Luijpen: Intersubjetividade da verdade filosófica

A tese de que a verdade filosófica, para ser autenticamente filosófica, deve ser verdade-para-mim, é muito exagerada por alguns. Seguindo-se Kierkegaard, afirma-se às vezes que a verdade filosófica não é, de per si, verdade-para-todos, com valor geral ou intersubjetiva. Encontram-se em Jaspers textos — com outros que parecem dizer o contrário — que, com a melhor boa vontade do mundo, só podem ser interpretados como a negação da intersubjetividade essencial da verdade filosófica. Dessa forma, a divergência existente de fato nas opiniões transforma-se em característica da filosofia.1 Se os filósofos se pusessem de acordo, a filosofia deixaria de ser filosofia.2 Intersubjetividade deve ser exclusivamente uma característica da verdade “científica”. O filósofo tem de limitar-se a reproduzir, numa espécie de monólogo, sua verdade estritamente pessoal.3

Tal opinião, defendida por certos filósofos existenciais, é hoje em dia antiquada e abandonada, pois encerra uma latente contradição.4 De fato, como se pode admitir seriamente semelhante concepção filosófica acerca da verdade filosófica, senão (25) pressupondo que essa ideia, desde que verdadeira, vigora em princípio para todos?5 Sem subentender isso, não tem o menor sentido asseverar que nenhuma verdade filosófica vale para todos. Se defendo contra alguém a afirmação de que nenhuma verdade se impõe a todos e, consequentemente, essa verdade tampouco, não afirmo nada. Ao defender uma concepção que julgo verdadeira, tenho, com isso, a “pretensão” de que ninguém pode negá-la de maneira justificada. Na própria negação há de ser reconhecido o que se nega, e sem essa implícita afirmação a negação não tem significado algum. Quem nega a intersubjetividade essencial da verdade acha-se na impossível situação daquele que não pode mais ser um comigo, enquanto eu sou um com ele. Em Jaspers a contradição não permanece nem sequer latente e implícita. Porque, começando por dizer que é da natureza da filosofia que os filósofos não concordem entre si, afirma a seguir que o sentido e o ponto culminante da penetração na história do filosofar está “nos momentos de concordância na origem”.6

Jaspers teria naturalmente razão se quisesse apenas dizer que a verdade filosófica difere da que nos é manifestada pelas ciências positivas. Isso, porém, não significa que a primeira, ao contrário da segunda, deixe de ser intersubjetiva. Claro está que mais simplesmente se empreende uma pesquisa intersubjetiva de ciência positiva e se verificam seus resultados, de modo que de fato há mais concordância no campo das ciências positivas do que no da filosofia.7 Em principio, contudo, toda verdade é intersubjetiva, porque a verdade é verdade.
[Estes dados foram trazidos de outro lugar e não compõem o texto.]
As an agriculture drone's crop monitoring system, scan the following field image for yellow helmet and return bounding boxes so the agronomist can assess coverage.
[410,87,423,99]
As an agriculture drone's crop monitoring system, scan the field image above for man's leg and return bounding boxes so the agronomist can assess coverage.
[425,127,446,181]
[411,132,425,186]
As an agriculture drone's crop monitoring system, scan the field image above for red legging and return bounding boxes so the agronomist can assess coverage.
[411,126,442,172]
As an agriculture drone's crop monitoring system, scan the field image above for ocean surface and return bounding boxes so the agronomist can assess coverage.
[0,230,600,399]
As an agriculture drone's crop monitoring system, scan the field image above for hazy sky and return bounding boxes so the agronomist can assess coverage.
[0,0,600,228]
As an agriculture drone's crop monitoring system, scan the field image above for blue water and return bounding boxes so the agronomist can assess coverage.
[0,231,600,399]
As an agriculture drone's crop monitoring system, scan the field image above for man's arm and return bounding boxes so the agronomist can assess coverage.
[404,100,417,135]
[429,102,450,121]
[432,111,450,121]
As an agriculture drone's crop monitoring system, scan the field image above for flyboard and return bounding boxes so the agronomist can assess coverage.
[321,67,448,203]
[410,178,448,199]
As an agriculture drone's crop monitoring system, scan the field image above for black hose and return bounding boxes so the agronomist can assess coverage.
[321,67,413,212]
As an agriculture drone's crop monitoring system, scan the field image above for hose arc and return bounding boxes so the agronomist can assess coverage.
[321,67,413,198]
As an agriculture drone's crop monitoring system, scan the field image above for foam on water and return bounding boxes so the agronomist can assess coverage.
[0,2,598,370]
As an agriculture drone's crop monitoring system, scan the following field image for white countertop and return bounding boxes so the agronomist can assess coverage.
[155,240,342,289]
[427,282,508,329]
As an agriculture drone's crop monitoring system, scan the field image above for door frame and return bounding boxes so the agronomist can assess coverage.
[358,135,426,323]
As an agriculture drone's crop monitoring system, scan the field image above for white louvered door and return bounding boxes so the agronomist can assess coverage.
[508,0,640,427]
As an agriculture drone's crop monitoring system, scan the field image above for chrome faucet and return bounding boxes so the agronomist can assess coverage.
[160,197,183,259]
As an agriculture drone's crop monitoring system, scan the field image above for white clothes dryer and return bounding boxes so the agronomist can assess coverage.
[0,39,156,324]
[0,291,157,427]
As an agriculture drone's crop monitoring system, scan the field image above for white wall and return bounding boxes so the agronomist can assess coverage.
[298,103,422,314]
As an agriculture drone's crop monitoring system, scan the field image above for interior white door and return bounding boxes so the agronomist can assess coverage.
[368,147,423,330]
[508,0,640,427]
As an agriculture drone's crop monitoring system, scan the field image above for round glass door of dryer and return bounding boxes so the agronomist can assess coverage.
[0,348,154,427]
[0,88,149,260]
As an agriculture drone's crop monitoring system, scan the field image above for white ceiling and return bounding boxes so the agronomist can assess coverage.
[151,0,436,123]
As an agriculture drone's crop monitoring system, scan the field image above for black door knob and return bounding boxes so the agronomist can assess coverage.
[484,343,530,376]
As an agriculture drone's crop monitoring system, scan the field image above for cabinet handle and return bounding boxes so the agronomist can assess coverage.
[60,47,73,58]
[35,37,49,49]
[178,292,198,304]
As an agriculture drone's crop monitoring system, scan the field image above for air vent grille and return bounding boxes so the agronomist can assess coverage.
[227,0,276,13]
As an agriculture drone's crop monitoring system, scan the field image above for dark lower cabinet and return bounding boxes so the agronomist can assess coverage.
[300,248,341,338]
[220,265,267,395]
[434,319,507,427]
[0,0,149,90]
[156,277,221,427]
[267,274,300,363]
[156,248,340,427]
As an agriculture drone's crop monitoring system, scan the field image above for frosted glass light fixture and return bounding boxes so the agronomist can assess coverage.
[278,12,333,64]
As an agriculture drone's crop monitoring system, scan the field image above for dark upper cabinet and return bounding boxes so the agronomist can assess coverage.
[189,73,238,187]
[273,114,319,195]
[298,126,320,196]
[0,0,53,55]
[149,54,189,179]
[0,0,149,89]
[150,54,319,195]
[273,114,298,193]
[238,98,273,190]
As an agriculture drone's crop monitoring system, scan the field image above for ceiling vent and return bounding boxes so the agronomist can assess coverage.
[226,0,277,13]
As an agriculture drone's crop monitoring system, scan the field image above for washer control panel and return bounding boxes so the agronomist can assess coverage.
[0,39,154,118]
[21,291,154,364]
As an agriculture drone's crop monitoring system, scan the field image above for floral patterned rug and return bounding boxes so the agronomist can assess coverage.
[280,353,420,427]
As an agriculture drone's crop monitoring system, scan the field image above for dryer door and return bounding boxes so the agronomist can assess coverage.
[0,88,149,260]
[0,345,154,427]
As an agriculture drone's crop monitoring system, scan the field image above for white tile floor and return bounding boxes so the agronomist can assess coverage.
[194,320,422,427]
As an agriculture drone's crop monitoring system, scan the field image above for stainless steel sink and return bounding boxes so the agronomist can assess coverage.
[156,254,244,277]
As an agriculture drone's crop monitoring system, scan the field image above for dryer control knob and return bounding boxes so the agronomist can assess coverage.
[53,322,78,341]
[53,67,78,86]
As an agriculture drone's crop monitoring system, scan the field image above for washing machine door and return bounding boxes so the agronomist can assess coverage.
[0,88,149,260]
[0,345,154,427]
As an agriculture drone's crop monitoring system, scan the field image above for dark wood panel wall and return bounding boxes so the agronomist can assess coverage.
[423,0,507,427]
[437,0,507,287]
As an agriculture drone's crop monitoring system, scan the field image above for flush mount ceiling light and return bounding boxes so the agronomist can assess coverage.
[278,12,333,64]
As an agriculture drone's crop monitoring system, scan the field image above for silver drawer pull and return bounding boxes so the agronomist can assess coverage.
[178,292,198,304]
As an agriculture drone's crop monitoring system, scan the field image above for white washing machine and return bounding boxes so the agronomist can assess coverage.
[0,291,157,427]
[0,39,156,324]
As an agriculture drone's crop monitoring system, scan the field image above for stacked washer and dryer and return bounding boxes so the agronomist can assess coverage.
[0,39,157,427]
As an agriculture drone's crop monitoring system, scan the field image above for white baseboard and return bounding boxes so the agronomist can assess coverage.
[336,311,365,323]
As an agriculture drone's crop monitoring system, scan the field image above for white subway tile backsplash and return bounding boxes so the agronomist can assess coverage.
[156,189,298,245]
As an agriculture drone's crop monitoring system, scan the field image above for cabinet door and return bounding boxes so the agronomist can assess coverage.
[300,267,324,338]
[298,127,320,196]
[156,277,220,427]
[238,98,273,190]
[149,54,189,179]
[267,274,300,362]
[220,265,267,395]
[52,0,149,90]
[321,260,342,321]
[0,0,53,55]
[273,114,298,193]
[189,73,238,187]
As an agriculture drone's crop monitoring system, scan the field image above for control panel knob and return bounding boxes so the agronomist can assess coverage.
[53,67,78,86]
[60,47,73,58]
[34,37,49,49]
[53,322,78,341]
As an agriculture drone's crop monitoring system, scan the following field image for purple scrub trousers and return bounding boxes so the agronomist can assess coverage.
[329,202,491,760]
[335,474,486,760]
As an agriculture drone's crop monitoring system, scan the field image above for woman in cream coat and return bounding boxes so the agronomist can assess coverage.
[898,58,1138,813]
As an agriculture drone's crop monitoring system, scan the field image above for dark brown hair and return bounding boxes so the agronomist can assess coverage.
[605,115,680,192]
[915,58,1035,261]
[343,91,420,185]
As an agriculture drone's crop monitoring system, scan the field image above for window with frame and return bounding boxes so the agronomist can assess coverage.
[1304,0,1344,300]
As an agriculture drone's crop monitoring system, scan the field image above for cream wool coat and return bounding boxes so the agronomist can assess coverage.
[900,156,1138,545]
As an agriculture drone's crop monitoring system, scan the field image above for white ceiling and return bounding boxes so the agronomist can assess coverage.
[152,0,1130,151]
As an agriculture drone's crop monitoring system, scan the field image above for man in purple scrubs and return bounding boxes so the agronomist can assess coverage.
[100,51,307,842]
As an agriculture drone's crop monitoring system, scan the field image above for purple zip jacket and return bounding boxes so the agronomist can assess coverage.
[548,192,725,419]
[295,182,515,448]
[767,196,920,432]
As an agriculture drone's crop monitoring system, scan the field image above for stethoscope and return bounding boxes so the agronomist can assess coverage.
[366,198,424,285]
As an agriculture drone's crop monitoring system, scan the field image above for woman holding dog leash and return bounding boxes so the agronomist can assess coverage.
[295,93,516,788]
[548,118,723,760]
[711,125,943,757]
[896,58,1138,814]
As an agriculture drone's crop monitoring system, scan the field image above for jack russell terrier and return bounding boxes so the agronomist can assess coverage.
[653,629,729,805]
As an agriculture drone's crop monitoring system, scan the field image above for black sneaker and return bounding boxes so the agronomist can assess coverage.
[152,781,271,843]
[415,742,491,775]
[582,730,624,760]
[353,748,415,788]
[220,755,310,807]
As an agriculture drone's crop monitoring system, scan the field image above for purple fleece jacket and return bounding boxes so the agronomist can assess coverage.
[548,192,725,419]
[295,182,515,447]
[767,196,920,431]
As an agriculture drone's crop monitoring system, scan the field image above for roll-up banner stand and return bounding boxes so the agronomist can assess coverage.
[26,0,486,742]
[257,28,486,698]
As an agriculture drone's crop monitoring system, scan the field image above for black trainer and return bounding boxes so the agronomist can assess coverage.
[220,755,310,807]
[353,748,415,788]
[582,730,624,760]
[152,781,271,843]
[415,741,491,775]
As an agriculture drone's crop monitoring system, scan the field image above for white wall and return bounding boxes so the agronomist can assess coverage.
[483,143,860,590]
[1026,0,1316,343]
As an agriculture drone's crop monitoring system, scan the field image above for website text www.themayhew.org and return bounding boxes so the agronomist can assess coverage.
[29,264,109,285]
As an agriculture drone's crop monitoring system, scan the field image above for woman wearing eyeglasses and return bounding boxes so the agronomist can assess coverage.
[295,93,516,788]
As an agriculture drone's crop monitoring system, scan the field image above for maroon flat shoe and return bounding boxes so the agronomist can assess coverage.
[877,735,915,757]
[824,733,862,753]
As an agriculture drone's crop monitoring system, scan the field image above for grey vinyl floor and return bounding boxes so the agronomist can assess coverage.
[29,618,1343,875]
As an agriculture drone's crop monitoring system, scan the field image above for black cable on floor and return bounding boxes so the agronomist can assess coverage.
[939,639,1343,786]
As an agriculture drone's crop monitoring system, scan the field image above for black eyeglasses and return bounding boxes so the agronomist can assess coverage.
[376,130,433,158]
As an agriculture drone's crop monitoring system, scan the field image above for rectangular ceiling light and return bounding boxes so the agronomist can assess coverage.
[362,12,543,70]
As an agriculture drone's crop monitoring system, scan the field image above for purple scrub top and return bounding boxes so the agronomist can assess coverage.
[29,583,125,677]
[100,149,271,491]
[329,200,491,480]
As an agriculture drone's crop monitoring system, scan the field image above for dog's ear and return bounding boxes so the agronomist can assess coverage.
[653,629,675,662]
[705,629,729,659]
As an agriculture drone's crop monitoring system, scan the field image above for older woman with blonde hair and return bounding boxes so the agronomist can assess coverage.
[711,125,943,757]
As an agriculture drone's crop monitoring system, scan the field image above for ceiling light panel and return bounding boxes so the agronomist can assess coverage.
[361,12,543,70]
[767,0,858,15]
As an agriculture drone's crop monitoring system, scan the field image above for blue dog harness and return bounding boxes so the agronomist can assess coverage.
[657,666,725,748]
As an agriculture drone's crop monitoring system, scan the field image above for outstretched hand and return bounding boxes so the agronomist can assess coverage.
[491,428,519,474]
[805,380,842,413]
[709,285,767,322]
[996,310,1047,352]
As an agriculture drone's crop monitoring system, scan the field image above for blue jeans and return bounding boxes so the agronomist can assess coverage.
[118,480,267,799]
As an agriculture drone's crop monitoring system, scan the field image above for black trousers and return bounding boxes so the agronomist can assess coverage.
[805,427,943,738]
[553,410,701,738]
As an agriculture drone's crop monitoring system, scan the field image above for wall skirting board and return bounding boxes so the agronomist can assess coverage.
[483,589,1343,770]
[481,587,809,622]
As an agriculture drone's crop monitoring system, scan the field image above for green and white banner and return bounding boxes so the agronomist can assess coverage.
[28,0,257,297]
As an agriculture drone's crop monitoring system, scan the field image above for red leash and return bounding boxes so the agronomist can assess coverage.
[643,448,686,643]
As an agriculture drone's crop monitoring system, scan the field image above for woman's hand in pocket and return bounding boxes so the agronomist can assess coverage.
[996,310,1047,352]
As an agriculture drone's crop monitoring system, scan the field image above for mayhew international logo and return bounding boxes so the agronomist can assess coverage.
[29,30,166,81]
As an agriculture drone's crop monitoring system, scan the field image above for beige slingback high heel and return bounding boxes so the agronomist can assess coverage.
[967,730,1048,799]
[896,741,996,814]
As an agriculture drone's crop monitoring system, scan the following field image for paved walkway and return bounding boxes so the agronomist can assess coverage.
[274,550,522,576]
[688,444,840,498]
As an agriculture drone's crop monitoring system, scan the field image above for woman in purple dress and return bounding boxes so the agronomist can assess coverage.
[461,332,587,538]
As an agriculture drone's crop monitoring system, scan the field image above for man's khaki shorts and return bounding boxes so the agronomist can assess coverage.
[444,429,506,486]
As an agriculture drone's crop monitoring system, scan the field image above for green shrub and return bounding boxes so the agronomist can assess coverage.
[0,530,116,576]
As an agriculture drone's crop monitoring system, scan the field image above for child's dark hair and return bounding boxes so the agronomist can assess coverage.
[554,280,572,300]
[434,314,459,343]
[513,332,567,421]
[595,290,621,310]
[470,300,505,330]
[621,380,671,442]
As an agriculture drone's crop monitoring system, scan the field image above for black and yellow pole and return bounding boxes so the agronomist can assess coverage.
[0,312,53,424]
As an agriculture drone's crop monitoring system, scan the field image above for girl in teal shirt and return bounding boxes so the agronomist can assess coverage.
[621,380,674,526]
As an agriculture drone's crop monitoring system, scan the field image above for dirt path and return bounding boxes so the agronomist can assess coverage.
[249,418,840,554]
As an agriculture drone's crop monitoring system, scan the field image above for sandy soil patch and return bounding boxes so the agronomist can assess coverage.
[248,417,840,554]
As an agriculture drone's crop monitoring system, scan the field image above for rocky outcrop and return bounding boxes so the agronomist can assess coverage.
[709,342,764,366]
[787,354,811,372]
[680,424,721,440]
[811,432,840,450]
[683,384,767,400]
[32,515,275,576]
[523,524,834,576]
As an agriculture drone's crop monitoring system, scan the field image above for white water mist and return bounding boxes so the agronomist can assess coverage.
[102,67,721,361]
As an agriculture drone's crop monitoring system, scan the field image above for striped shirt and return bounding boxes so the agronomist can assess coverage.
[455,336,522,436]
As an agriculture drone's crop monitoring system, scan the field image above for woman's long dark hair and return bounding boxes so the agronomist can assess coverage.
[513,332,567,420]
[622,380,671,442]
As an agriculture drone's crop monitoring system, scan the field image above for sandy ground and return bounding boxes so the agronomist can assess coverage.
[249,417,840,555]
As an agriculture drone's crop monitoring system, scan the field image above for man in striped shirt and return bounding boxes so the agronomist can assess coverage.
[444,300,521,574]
Sartre afirmou bem explicitamente a intersubjetividade essencial da verdade, embora dentro de um contexto que não é o nosso, a saber, a absoluta liberdade do homem. Todos os que negam sua absoluta liberdade por procurarem nos sinais do céu uma garantia para seus atos ou pretenderem achar em suas paixões desculpa pelo que fizeram, estão para Sartre em “má fé”, vivendo inautêntica e imoralmente. Negam o que são: absolutamente livres. São covardes e safados.8 Então (26) Sartre se pergunta se o homem na absoluta liberdade não pode escolher a vida em “má fé”. Sua resposta é incondicionalmente negativa. “Aqui não se pode escapar a um juízo de verdade.”9 Quem escolhe viver na “má fé” desconhece, diz ele, a verdade de sua essência. Se a essência do homem é a absoluta liberdade, ninguém pode negá-la em seus atos. Certos modos de escolha são fundados no erro; outros, na verdade a respeito do homem.10 A verdade acerca da essência do homem deve, porém, ser reconhecida por todo homem.11

Aí está também, para Sartre, a fonte da angústia.12 Sou angustiado, diz ele, devido à responsabilidade que assumo por minha escolha. De fato, quando escolho, não o faço só para mim, mas para toda a humanidade. Suponhamos que, sendo operário, eu resolva inscrever-me num sindicato cristão e não num comunista; assim procedo, pensa Sartre, na convicção de que temos de resignar-nos e não buscar estabelecer o reino do homem na terra, como pretendem os comunistas. Escolho-o por estar convencido de uma verdade. Semelhante convicção significa que vi pessoalmente ser verdadeira alguma coisa, mas também que ninguém pode com razão negar a verdade. Donde afirmar Sartre: quando decido, faço-o para toda a humanidade.13 Por princípio, não existe, pois, nada de arbitrário na verdade e nenhum caos na vida.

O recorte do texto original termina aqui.